Méchoui therefore: on the menu bull, rice and Camargue wine. It is still 30 francs for the women of uninvited photographers.
Protesters at the entrance of the property organized a free meal without any success. In the manade, two bulls are released, a calf is branded with a hot iron, drinking and shooting, as always. The three most beautiful girls suffer the last assaults. Some couples scatters in the countryside.
7pm. Review Conference of Lucien Clergue.
If the contacts with the municipality and the public authorities succeed, he will create next year a permanent center for the Rencontres photographies d’Arles. he looks exhausted, and nervous, this funny little man deserves some admiration.
10pm. Court of the Archevêché. Eikoh Hosoe presents his book: “Ordeal by Roses” and his latest nudes. Surprised by the endless discussions of the author, the public reacts badly, hisses, storm. Lucien Clergue gets carried away, thunders, threatens.

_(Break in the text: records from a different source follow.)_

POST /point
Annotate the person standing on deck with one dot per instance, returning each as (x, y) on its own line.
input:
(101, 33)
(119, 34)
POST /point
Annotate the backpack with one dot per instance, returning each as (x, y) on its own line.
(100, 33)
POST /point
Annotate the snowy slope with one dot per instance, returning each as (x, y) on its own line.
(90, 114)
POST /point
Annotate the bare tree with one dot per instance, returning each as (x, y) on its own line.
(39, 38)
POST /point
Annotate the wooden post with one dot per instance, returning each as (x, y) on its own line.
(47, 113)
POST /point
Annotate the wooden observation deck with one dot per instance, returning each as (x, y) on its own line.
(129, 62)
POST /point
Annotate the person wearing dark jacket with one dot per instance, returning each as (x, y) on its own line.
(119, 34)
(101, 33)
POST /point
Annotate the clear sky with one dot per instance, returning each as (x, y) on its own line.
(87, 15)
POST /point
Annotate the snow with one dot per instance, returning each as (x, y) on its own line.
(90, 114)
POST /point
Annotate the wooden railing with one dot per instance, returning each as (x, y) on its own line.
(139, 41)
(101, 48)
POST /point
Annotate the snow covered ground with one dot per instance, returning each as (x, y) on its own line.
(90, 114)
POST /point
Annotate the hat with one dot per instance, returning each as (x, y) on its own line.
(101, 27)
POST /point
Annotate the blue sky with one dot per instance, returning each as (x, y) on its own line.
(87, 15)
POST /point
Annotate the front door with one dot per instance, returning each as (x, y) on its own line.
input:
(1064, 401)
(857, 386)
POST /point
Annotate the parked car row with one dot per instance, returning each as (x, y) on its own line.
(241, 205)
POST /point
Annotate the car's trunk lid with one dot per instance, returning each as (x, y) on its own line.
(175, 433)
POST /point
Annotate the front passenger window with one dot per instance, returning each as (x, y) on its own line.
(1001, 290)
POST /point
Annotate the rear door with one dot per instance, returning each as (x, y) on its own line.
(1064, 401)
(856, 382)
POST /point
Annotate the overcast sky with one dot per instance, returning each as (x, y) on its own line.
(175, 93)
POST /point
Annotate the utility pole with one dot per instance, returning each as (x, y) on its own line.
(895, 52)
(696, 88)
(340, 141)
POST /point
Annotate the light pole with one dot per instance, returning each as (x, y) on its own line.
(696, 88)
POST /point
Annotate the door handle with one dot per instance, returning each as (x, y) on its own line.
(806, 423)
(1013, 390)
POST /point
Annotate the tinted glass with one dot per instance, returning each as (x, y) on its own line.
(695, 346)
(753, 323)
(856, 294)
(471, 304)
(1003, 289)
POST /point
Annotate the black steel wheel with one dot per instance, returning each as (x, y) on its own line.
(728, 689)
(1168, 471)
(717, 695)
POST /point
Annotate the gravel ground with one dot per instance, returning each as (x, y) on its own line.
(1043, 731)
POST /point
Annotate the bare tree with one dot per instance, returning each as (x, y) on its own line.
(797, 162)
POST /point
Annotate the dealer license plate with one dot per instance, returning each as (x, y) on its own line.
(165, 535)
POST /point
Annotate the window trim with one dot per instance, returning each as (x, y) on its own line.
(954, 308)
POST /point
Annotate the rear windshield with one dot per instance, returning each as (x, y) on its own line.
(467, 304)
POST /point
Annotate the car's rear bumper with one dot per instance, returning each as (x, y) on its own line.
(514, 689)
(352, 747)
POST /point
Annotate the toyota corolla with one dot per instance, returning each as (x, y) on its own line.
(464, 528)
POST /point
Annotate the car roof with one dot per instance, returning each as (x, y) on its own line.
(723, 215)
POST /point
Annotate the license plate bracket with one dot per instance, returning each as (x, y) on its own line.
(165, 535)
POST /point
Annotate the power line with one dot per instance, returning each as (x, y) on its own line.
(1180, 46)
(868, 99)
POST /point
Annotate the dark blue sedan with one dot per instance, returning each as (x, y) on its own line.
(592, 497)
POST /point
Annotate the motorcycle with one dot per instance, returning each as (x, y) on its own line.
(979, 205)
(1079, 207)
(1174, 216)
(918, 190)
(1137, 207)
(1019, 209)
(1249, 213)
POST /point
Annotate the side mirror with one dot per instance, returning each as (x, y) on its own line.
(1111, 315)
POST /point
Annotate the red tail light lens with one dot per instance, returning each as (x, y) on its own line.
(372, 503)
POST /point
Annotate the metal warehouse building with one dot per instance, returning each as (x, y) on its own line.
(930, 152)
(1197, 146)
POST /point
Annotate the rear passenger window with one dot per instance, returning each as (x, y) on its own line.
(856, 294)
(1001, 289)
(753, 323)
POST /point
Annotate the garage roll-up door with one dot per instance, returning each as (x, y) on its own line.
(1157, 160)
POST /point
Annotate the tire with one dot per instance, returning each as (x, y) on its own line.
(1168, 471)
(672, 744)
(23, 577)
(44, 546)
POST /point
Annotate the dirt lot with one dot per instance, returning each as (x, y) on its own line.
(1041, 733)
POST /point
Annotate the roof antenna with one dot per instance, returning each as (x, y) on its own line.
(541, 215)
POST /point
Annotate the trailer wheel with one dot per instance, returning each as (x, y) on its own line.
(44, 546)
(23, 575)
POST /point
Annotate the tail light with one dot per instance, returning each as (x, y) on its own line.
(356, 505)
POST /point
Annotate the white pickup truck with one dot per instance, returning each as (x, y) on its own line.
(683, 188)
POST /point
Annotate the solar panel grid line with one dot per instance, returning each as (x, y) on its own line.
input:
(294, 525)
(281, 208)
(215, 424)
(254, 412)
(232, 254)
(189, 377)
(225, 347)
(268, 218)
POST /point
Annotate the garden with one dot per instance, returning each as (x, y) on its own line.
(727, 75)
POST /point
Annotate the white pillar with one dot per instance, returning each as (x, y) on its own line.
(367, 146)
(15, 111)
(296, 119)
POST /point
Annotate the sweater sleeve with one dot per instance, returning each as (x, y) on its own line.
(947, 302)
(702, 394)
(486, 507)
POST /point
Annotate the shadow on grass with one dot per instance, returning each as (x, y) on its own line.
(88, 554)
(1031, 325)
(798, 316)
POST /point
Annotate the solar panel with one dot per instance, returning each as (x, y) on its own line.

Haas, with his images of bullfighting, America, and his latest work on Germany, relaxes the atmosphere.
Midnight. Forum Square. 120 portfolios say goodnight. The party is over. The heart is no longer there. We will make an appointment for next year. Only three people today asked Pierre de Fenoyl for money.
Sunday, July 18th.
10am. Forum Square. The dwarf photographer bids farewell and gets into his big car specially arranged for him. The man with the helmet only has his Nikon. Papers and leaflets fly here and there. The evening before, the group “Untel”, contesting the festival, unrolled a roll of blank newspaper 350 meters long, enlarged replica of a 24 x36. Everyone made graffitis commentaries and observations.
A photo lies on the ground, it’s the funniest of all the festival. It represents a young girl caressing herself reading the program of the Rencontres d’Arles, now finished.
To the few personalities still present, Clergue whisper next year’s program: Gamma agency, Joseph Sudek, Gisèle Freund and … Ralph Gibson.